Personal information
- Full name: Beatriz Moreira Feres and Branca Moreira Feres
- National team: Brazil
- Born: February 22, 1988 (age 38)

Sport
- Sport: Swimming
- Strokes: Synchronised swimming

Medal record
Women's synchronized swimming
Representing Brazil
South American Games
| Gold medal – first place | 2010 Medellín | Women's team |
Pan American Games
| Bronze medal – third place | 2007 Rio de Janeiro | Women's team |

= Bia and Branca Feres =

Brazilian synchronized swimmers (born 1988)

Beatriz Feres and Branca Feres (born February 22, 1988, in Brazil) are Brazilian synchronized swimmers, models, and actresses. They are identical twins.

==Swimming==
The Feres sisters began practicing swimming and gymnastics at the age of three, and took up synchronized swimming at the age of seven. They went on to become Brazilian champions in both the juvenile and adult categories, and secured second place at the 2005 Pan American Junior Games held in Orlando, Florida.

The Feres sisters competed for Brazil in the 2007 Pan American Games in synchronized swimming and won a bronze medal.

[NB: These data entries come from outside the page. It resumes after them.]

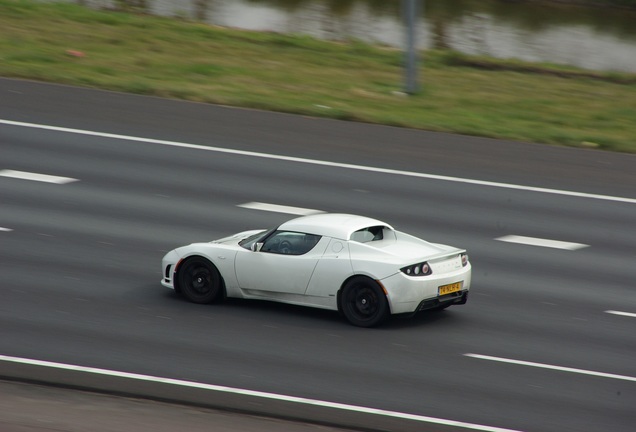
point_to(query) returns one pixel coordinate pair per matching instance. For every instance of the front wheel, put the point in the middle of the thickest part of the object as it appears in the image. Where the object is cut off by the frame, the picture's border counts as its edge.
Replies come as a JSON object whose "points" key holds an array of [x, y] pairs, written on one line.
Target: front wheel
{"points": [[199, 280], [363, 302]]}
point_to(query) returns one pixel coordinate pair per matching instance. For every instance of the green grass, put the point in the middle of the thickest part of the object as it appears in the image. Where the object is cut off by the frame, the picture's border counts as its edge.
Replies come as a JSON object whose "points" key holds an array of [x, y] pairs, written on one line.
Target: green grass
{"points": [[297, 74]]}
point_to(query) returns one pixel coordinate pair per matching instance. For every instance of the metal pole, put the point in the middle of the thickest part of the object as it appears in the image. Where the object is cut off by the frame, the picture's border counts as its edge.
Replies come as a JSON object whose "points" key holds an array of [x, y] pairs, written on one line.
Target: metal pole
{"points": [[410, 9]]}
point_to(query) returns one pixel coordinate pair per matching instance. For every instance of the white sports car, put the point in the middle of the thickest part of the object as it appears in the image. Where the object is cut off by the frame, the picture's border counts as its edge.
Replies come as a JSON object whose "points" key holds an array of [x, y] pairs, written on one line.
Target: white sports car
{"points": [[356, 265]]}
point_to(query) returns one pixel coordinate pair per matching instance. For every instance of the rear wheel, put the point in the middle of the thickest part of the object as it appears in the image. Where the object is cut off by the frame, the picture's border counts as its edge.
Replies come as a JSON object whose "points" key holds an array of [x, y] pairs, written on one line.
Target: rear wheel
{"points": [[199, 280], [363, 302]]}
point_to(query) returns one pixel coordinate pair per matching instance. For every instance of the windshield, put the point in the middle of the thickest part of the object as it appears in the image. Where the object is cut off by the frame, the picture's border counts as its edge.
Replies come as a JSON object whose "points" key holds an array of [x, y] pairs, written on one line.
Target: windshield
{"points": [[249, 241]]}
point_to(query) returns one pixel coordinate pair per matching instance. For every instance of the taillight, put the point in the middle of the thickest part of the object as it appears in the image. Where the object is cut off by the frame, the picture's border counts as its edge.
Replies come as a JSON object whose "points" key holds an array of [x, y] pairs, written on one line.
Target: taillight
{"points": [[419, 269]]}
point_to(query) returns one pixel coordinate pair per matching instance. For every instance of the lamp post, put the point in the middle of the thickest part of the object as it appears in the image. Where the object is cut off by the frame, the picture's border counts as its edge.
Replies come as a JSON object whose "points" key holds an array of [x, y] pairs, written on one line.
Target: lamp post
{"points": [[410, 10]]}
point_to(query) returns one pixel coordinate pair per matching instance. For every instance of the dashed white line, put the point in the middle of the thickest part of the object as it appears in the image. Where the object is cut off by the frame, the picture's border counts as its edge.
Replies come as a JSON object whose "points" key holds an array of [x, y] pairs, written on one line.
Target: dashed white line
{"points": [[323, 163], [629, 314], [534, 241], [280, 208], [258, 394], [553, 367], [36, 177]]}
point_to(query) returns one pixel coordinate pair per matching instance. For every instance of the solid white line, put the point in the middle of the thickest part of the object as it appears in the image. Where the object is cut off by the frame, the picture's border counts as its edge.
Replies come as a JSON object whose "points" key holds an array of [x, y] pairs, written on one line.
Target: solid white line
{"points": [[36, 177], [633, 315], [533, 241], [553, 367], [279, 208], [264, 395], [324, 163]]}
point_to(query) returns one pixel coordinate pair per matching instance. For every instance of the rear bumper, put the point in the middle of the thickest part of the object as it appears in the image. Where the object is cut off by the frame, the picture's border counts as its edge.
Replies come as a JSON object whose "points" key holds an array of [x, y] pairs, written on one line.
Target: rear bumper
{"points": [[442, 301], [408, 294]]}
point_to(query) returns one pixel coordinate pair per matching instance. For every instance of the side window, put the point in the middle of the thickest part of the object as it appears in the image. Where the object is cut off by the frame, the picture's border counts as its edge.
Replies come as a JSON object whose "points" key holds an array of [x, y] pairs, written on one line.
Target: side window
{"points": [[290, 243], [368, 234]]}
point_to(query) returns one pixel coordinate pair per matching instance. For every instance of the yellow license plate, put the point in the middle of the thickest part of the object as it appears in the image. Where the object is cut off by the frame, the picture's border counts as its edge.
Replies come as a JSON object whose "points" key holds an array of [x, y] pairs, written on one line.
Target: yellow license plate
{"points": [[450, 288]]}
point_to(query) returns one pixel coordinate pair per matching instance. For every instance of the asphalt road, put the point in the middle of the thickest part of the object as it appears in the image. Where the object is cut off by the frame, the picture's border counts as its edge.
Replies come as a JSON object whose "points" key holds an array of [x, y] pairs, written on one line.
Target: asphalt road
{"points": [[79, 261]]}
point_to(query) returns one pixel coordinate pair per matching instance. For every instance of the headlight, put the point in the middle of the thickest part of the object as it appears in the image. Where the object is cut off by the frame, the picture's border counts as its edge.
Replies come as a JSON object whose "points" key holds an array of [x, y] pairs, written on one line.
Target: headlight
{"points": [[419, 269]]}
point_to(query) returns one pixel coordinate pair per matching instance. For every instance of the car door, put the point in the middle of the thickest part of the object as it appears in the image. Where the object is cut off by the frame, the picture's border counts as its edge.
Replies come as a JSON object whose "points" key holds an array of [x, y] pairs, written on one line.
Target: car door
{"points": [[283, 264]]}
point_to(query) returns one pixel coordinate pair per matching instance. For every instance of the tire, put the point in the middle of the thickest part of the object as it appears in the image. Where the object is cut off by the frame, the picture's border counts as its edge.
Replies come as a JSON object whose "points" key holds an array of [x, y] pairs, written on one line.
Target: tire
{"points": [[363, 302], [199, 281]]}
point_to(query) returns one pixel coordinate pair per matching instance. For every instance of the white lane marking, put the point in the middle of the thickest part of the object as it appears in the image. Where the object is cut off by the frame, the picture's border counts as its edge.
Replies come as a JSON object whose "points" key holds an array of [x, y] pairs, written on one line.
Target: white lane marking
{"points": [[629, 314], [553, 367], [36, 177], [533, 241], [259, 394], [279, 208], [323, 163]]}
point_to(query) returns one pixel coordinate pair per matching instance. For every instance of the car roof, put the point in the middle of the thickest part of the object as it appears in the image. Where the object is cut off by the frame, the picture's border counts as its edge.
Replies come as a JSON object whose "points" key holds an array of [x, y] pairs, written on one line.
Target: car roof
{"points": [[337, 225]]}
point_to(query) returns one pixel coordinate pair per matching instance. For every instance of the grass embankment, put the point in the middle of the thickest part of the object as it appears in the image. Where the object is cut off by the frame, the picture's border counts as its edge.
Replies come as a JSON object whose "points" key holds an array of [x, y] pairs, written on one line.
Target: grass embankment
{"points": [[66, 43]]}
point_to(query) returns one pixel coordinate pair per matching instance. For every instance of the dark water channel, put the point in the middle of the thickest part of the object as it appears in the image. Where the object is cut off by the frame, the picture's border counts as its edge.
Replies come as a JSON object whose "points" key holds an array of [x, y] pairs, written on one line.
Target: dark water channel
{"points": [[588, 37]]}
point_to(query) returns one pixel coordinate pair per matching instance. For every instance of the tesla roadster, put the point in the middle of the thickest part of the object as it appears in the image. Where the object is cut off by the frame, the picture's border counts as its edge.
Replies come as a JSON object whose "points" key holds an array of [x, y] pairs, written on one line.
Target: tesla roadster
{"points": [[356, 265]]}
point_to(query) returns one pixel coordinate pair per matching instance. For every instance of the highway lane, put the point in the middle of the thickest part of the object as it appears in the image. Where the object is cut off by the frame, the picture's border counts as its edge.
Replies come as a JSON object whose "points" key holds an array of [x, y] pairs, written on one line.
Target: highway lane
{"points": [[81, 267]]}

They were both part of the team that won the gold medal at the 2010 South American Games for women's team synchronized swimming. They were also both part of the Brazilian team that competed in the Women's team synchronized swimming at the 2016 Summer Olympics.

==Modeling and acting==
The Feres sisters are also models and have appeared in a number of photo shoots, including one for Brazilian magazine VIP in July 2008, where they appeared on the cover.